After more than 40 years in the affordable housing business, I still occasionally get the question as to why federal rental assistance – such as Section 8 – is not counted as income. After all, it is a regular, recurring payment made on behalf of a household, and it does not appear to be excluded income under HUD regulation. I advise my students and clients on a regular basis that unless income is specifically excluded by HUD regulation (as outlined in Exhibit 5-1 of HUD Handbook 4350.3), it should be counted as income for purposes of all federally assisted housing programs (and most state and local affordable housing programs as well).
It is true that rental assistance is not shown as a specific excluded income in HUD regulations. This is because the language in the Included Income section of Exhibit 5-1 and in the underlying statute (The Housing Act of 1937) eliminates the need to specifically exclude rental assistance.
The Housing Act of 1937 requires that persons renting housing in programs covered by the Act pay the greater of 30% of adjusted income or 10% of gross income in rent. Based on this requirement, federal rental assistance cannot be counted as income because if it was counted as income, the result would be a circular calculation and neither the income nor the rent could be determined. A quick example illustrates the problem.
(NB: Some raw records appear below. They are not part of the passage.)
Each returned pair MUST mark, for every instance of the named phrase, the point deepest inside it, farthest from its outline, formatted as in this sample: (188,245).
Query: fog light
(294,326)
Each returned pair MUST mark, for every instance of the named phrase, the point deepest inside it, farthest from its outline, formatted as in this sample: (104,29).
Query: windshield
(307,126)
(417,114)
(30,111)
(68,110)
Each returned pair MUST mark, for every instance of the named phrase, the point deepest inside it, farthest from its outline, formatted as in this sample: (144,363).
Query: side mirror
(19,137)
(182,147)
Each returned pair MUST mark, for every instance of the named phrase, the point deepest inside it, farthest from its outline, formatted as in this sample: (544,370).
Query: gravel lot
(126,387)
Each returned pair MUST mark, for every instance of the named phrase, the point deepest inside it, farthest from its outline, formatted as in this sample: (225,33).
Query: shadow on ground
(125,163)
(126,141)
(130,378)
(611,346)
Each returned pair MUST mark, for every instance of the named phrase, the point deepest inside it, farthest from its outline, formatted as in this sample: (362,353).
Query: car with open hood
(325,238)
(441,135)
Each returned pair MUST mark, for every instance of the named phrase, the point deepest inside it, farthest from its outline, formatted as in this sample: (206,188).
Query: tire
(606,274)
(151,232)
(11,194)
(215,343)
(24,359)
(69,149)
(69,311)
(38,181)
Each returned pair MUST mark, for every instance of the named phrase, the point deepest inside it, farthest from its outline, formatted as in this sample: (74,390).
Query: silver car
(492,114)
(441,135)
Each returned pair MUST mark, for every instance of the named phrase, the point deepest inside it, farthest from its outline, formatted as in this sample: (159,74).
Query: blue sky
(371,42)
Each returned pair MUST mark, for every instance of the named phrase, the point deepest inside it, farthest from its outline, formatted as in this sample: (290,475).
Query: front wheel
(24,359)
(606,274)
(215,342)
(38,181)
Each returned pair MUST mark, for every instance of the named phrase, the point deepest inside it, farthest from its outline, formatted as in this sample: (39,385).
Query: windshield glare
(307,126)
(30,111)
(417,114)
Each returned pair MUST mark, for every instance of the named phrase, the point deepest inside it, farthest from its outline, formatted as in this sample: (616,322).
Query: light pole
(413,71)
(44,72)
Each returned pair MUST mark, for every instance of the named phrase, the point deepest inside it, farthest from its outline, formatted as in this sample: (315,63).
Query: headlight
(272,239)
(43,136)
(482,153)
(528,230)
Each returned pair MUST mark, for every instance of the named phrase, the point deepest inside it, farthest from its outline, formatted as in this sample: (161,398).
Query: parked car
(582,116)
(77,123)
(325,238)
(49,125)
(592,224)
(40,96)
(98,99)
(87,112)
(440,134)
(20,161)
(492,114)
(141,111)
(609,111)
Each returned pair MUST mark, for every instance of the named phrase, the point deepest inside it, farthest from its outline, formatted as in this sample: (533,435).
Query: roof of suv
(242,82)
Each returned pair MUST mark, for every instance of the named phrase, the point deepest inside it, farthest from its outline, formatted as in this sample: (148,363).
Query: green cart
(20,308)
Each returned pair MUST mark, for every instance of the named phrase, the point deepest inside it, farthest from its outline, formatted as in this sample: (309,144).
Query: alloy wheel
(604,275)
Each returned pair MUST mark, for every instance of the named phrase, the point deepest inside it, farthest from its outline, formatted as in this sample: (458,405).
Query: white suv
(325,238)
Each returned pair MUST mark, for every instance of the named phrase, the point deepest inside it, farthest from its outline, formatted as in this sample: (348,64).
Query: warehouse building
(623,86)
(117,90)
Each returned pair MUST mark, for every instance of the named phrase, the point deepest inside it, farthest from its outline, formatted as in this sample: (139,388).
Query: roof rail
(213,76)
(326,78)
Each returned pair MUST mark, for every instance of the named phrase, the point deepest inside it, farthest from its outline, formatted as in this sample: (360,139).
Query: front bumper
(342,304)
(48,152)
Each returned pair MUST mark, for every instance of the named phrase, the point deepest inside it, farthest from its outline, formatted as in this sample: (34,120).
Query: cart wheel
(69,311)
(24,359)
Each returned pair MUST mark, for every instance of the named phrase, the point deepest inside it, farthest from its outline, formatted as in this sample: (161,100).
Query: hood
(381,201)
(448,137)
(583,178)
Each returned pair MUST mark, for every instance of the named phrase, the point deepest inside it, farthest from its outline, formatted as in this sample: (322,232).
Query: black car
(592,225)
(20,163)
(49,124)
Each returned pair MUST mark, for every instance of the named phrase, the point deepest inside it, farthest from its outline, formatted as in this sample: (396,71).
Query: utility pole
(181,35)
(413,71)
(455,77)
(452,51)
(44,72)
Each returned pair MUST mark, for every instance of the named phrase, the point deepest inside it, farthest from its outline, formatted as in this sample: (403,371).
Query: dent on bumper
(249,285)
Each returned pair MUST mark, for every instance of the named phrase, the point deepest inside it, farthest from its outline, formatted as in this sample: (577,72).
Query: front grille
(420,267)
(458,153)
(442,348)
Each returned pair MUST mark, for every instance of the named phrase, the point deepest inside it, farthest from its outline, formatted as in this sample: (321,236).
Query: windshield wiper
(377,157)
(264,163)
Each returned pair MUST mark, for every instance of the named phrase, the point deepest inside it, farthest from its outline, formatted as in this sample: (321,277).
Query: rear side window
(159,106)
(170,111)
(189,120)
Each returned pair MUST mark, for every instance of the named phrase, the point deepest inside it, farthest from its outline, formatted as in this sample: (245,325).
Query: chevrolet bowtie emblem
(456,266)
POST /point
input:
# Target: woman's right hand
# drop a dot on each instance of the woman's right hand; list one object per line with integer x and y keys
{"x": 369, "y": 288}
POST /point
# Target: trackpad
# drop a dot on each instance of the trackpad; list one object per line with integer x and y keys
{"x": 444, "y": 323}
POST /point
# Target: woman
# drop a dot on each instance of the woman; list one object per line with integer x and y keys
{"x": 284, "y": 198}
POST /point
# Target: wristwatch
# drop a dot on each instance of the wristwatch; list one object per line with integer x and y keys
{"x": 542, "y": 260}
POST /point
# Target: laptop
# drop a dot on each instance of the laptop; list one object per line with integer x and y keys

Assume a household with gross income of $20,000 and adjusted income of $19,040. Ten percent of gross income on a monthly basis is $167 and 30% of adjusted income on a monthly basis is $476, so the household’s monthly rent will be $476. On an annual basis, this is $5,712. If added to the gross income, the gross income would be 25,712 and the adjusted income would be $24,752 – the required rent would be $619. Of course, this would have to be added to income, making the new income $32,178, the new adjusted income $31,218 and so on – ad infinitum.
In short, if rental assistance, that is adjusted based on income, is counted as income, neither the rent nor the income could ever be determined. While hard to discern, this is actually addressed in the Included Income Section of HUD Handbook 4350.3, Exhibit 5-1. Number 7 of the Included Income section states that “Periodic and determinable allowances” should be counted as income. As shown above, if counted as income, the amount of rental assistance is not “determinable,” and therefore is not considered income.
This same requirement should be applied to state or local rental assistance that is paid (and adjusted) based on the income of the family receiving assistance. However, if any rental assistance is determinable (i.e., does not change regardless of the income of the household), it should be considered income and added to the gross income of the household.